Agama Islam sudah tersebar ke seluruh dunia selama 14 abad ini, seluruh dunia sudah dijangkau oleh agama yang lahir di jazirah arab ini. Islam sudah banyak bertemu dengan segala kondisi sosial, ekonomi dan lain sebagainya. Oleh sebab itu melihat agama Islam sebagai bagian budaya maka sangatlah kaya, sebab Islam banyak berinteraksi dengan budaya dan kultur yang sama sekali berbeda di tanah kelahirnnya.

 

Adagium “Perbedaan adalah Rahmat” membuat Islam menjadi sangat menghargai perbedaan sehingga nilai-nilai toleransi sangat dihormati dalam Islam. Bahkan lebih dalam dibanding itu Islam itu malah juga bisa disebut mempunyai nilai-nilai multikulturalisme. Ada perbedaan antara multikulturalisme dengan pluralisme, kalau pluralisme adalah sebuah pengakuan akan perbedaan, keanekaragaman dan kebhinekaan. Sedangkan multikulturalisme mengandung makna yang cukup kompleks, secara ringkas bermakna kearifan untuk melihat keanekaaragaman budaya dalam realitas fundamental dalam kehidupan bermasyarakat.

Namun Ahmad Baso melihat multikulturalisme sebagai proses pertemuan kultur berbeda yang kemudian saling menyapa dan terjadilah dialog, negosiasi hingga resistensi. Di sinilah saya melihat bahwa Haji sebagai prosesi ibadah juga mewarnai proses multikulturalise ini di kalangan muslim yang sedang melaksanakan ibadah.

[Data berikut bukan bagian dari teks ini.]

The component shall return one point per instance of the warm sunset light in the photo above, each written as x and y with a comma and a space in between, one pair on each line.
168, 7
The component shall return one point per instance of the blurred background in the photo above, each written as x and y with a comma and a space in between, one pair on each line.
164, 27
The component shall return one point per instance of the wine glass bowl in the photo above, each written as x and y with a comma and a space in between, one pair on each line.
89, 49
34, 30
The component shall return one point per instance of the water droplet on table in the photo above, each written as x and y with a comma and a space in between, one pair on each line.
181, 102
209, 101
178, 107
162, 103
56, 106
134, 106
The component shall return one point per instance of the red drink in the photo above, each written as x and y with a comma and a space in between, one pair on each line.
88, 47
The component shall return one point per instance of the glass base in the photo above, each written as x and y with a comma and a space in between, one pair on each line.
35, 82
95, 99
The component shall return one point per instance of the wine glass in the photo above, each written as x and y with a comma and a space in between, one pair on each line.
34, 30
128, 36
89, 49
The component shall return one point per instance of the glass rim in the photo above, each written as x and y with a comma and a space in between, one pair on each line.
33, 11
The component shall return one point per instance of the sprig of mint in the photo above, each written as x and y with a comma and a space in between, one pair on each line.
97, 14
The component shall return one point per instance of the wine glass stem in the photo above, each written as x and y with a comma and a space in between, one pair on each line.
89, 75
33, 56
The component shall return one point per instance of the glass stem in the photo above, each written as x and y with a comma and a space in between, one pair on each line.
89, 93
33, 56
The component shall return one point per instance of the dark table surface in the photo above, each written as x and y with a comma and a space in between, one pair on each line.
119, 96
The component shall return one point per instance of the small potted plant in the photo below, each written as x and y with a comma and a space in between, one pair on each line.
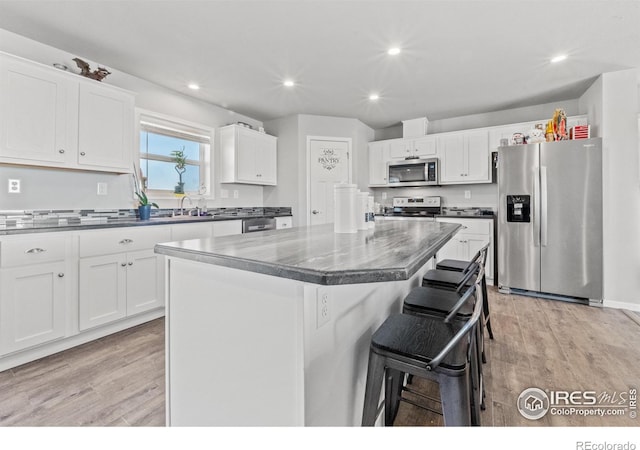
144, 205
180, 160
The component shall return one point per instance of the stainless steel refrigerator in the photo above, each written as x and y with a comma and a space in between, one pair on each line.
550, 218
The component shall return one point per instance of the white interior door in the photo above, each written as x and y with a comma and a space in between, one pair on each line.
329, 163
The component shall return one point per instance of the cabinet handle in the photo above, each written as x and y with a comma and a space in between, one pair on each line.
36, 250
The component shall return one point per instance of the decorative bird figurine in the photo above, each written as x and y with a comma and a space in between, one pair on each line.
85, 71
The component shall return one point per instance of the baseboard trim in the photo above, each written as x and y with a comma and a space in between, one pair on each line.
24, 356
621, 305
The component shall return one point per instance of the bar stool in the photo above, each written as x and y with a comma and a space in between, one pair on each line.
426, 347
453, 274
438, 303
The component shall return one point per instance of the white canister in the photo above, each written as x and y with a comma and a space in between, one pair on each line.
371, 211
345, 208
362, 218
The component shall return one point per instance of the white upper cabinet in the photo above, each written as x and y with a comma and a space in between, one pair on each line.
378, 158
247, 156
37, 120
464, 157
423, 147
105, 128
57, 119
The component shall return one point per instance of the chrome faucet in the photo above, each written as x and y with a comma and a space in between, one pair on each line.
182, 204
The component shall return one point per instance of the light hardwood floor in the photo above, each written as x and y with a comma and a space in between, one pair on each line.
119, 380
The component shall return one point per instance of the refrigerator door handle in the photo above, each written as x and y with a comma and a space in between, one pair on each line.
543, 206
536, 208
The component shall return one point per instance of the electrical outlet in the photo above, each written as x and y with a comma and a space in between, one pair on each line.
14, 187
323, 314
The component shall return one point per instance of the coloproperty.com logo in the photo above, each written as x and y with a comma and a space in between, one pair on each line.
535, 403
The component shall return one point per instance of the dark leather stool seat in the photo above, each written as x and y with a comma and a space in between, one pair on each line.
456, 265
449, 278
435, 302
426, 347
428, 300
454, 274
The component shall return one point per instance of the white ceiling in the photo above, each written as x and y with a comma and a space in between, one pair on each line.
458, 57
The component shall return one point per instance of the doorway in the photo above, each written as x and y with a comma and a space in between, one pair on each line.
328, 163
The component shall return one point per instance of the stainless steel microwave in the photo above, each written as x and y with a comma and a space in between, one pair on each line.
413, 172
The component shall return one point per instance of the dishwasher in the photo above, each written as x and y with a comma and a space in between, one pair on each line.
258, 224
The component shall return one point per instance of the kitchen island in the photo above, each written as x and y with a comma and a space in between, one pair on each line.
273, 328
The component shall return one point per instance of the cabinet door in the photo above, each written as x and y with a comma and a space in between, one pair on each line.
32, 305
284, 222
425, 147
454, 249
267, 161
227, 228
37, 119
105, 136
477, 153
186, 231
246, 150
145, 281
378, 158
452, 152
103, 290
400, 148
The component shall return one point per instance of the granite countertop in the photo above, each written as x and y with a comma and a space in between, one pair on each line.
51, 221
392, 251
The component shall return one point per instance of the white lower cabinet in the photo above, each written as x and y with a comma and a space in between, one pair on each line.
35, 280
284, 222
468, 241
227, 228
103, 290
120, 275
119, 285
32, 305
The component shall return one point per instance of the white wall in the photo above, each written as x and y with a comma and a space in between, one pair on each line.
489, 119
286, 193
482, 195
613, 105
293, 148
66, 189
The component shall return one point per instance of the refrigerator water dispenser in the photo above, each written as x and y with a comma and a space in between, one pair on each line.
519, 208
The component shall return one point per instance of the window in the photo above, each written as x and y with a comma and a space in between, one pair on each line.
159, 137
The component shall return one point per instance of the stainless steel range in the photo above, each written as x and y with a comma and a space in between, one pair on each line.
416, 207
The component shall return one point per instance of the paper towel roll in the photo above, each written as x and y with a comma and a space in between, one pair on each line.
345, 208
362, 218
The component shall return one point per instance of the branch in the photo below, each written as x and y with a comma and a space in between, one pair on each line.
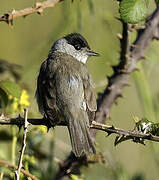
37, 8
117, 81
20, 164
26, 173
126, 134
20, 121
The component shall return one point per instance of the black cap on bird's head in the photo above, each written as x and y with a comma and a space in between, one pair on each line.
79, 42
75, 45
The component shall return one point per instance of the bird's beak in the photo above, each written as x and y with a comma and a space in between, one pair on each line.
91, 53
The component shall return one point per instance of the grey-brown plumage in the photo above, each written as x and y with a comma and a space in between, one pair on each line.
65, 93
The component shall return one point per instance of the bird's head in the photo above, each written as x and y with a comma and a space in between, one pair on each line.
75, 45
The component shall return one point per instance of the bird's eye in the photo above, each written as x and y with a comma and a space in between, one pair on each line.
77, 46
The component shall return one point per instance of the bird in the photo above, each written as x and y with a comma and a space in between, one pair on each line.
65, 91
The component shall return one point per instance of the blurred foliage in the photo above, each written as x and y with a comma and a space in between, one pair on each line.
133, 11
26, 44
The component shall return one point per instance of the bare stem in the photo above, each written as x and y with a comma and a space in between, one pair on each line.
12, 166
37, 8
127, 134
20, 164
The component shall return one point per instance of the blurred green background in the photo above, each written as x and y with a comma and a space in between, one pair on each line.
27, 43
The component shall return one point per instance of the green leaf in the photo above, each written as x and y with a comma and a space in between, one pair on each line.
157, 2
133, 11
3, 99
11, 88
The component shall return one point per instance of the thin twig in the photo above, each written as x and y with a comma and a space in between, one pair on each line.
10, 165
37, 8
20, 164
20, 121
127, 134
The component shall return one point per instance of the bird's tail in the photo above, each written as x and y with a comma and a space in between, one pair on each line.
80, 137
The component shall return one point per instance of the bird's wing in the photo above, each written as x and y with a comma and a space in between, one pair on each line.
46, 94
39, 90
89, 94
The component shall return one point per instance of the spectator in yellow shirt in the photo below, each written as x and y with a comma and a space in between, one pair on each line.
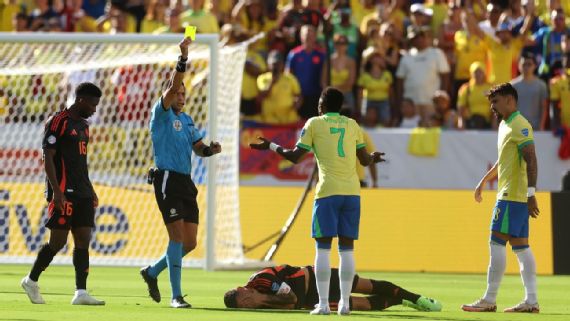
173, 23
343, 71
375, 85
155, 17
116, 20
204, 21
472, 102
504, 51
280, 93
469, 48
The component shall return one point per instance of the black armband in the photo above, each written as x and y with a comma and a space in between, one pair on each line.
181, 64
207, 151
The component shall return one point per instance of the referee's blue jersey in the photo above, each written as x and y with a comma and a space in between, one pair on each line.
172, 139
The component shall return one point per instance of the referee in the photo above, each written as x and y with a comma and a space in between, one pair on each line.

Jika kita dulu mendengar tokoh-tokoh seperti Syekh Abdurrauf As-Singkili hingga Syekh Muhammad Nafis Al-Banjari yang belajar di tanah suci juga sembari melaksanakan haji, membawa banyak ilmu pengetahuan yang bisa diterapkan di tanah air maka proses itu tidaklah satu arah tapi selalu ada proses negosiasi dan bahkan juga resistensi sehingga lahirlah beberapa fatwa dan keputusan hukum yang berwarna setempat.

Namun tak berhenti di sana, di masa pergerakan pun. Haji menjadi alat bagi para tokoh seperti Ahmad Dahlan, Hasyim Asyari hingga Haji Misbach untuk berjumpa pemikiran-pemikiran anti kolonial dan mengembangan Islam yang cocok dalam kondisi masyarakat yang lebih luas yaitu Indonesia. Bahkan Ahmad Dahlan dan Hasyim Asyari diberikan gelar pahlawan atas jasa mereka selama perjuangan kemerdekaan.

Kalau selama ini kita masih meributkan apakah kita menerima atau menolak soal paham wahabi ini, maka adalah sangat wajar. Sebab itulah yang disebut proses negosiasi dalam masa yang mana batas negara semakin kabur. Namun prosesi haji sedikit banyak memperkenalkan pada jemaah kita bahwa ada paham bernama wahabi atau salafi. Entah apa yang akan terjadi paham ini, apakah akan diterima, ditolak atau malah melebur dan bertukar saling meminjam itu akan dibuktikan nanti.

Yang jelas, selama musim haji berlangsung (dari Syawwal hingga Dzulhijjah) para jemaah kita dari Indonesia akan bertemu dengan berbagai macam mazhab dan aliran selama di tanah suci. Ini membuat saya ingat sebuah petuah dari seorang kyai, “selama di tanah suci ini kita janganlah suka mempertanyakan apalagi menghina tata cara ibadah orang lain, sebab malah itu kalau itu terjadi maka itulah tanda bahwa kita kurang belajar”. Saling belajar akan sebuah perbedaan tanpa saling melukai adalah sebuah keberkahan. Semoga di hari raya Idul Adha ini kita bisa saling mencerahkan bukan saling mencela, apalagi saling bunuh.